FIG. 3 is a diagram for explaining the first embodiment of the present invention.

FIG. 4 is a diagram showing a graph in which the horizontal axis represents the oxygen concentration in the atmosphere and the vertical axis represents the solder spheroidization rate, and the relationship between the two is plotted.

FIG. 5 is a diagram for explaining a second embodiment of the present invention.

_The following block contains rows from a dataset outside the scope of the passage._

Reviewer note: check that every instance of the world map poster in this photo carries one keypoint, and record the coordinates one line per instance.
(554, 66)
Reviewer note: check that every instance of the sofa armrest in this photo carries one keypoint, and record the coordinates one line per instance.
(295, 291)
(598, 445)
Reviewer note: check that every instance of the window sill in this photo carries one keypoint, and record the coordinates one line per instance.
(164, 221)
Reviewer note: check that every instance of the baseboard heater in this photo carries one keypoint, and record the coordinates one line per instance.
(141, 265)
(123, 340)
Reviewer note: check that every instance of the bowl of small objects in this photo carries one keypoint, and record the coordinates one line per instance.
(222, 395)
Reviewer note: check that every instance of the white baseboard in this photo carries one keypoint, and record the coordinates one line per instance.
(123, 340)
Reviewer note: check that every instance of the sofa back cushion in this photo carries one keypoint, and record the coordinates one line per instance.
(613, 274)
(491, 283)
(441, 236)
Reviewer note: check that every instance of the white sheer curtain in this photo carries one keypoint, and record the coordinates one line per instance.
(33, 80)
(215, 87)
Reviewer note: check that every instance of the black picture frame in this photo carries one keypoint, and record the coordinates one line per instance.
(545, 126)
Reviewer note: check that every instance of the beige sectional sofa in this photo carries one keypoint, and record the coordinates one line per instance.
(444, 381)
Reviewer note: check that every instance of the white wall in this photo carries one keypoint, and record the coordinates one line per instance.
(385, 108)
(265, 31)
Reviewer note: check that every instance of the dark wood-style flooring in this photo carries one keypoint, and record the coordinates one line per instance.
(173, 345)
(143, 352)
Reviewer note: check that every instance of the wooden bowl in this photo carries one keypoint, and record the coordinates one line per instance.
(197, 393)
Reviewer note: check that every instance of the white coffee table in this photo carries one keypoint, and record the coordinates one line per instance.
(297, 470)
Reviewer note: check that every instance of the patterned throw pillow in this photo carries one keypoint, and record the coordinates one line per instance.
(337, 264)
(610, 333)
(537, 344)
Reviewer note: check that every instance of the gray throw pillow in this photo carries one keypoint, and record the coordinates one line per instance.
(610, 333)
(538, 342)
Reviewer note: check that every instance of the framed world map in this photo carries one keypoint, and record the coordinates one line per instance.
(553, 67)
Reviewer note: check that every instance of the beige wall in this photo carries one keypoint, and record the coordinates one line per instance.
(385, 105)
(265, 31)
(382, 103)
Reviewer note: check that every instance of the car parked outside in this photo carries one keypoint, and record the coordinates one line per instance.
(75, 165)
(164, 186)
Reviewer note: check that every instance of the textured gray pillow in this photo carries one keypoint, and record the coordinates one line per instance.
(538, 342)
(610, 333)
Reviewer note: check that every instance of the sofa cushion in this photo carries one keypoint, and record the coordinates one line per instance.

FIG. 6 is a diagram for explaining a third embodiment of the present invention.

[Explanation of symbols]

1 Test Board 2 LSI 3 Solder (Before Separation) 4 Hot Plate 5 Vacuum Tweezers 6 Solder (After Separation) 6 ′ Solder Surface Oxide Film 7 LSI Terminal Pattern 8 Test Board Terminal Pattern 9 Chamber 10 Chamber Door 11 N ₂ Gas Inlet Hole 12 N ₂ gas distribution plate 13 temporary fixative 14 substrate 15 substrate terminal pattern 16 carbon heater 17 soldering chamber 18 vacuum pump 19 He introduction port

 ─────────────────────────────────────────────────── ─── Continuation of front page (72) Inventor Kaoru Ono 1 Horiyamashita, Hadano City, Kanagawa Prefecture

Claims (8)

[Claims] 1. A method of removing a component, which comprises heating a component connected to a substrate with a solder material in an atmosphere of low oxygen concentration, melting the solder, and then separating the component in this atmosphere. 2. The component removing method according to claim 1, wherein the oxygen concentration of the low oxygen concentration atmosphere is 1000 PPM or less. 3. The component removing method according to claim 1, wherein after the solder is melted, the components are separated by vacuum suction means, and the separation is started in a non-contact state between the vacuum suction means and the components. How to remove parts. 4. The component removing method according to claim 3, wherein the distance between the suction nozzle of the vacuum suction means and the component at the time of starting the component separation after melting the solder is 0.05 to 0.3 mm. Part removal method. 5. The component removing method according to claim 1, wherein the amount of solder remaining on the pattern of the component after the component is separated is controlled by changing the diameter of the terminal pattern of the component or the board. How to remove parts. 6. The component removing method according to claim 5, wherein the terminal pattern diameter of the component is larger than the terminal pattern diameter of the substrate when connecting the component and the substrate on which the component is mounted, and the solder after the connection and separation of the component and the substrate is performed. A method for removing a component, characterized in that a larger amount of the component remains on the component than the substrate. 7. The component removing method according to claim 5, wherein the terminal pattern diameter of the component is smaller than the terminal pattern diameter of the substrate in connecting the component and the substrate on which the component is mounted, and the amount of solder after the component and the substrate are separated. The component removing method is characterized in that a larger amount of the component remains on the board side than the component. 8. A component separated by the method according to claim 1,
An organic solvent is applied to a connection portion of a substrate different from the substrate to which the component is attached, and then mounted, and the component and the substrate are simultaneously heated in an atmosphere having an oxygen concentration of 2 PPM or less to perform soldering. How to solder.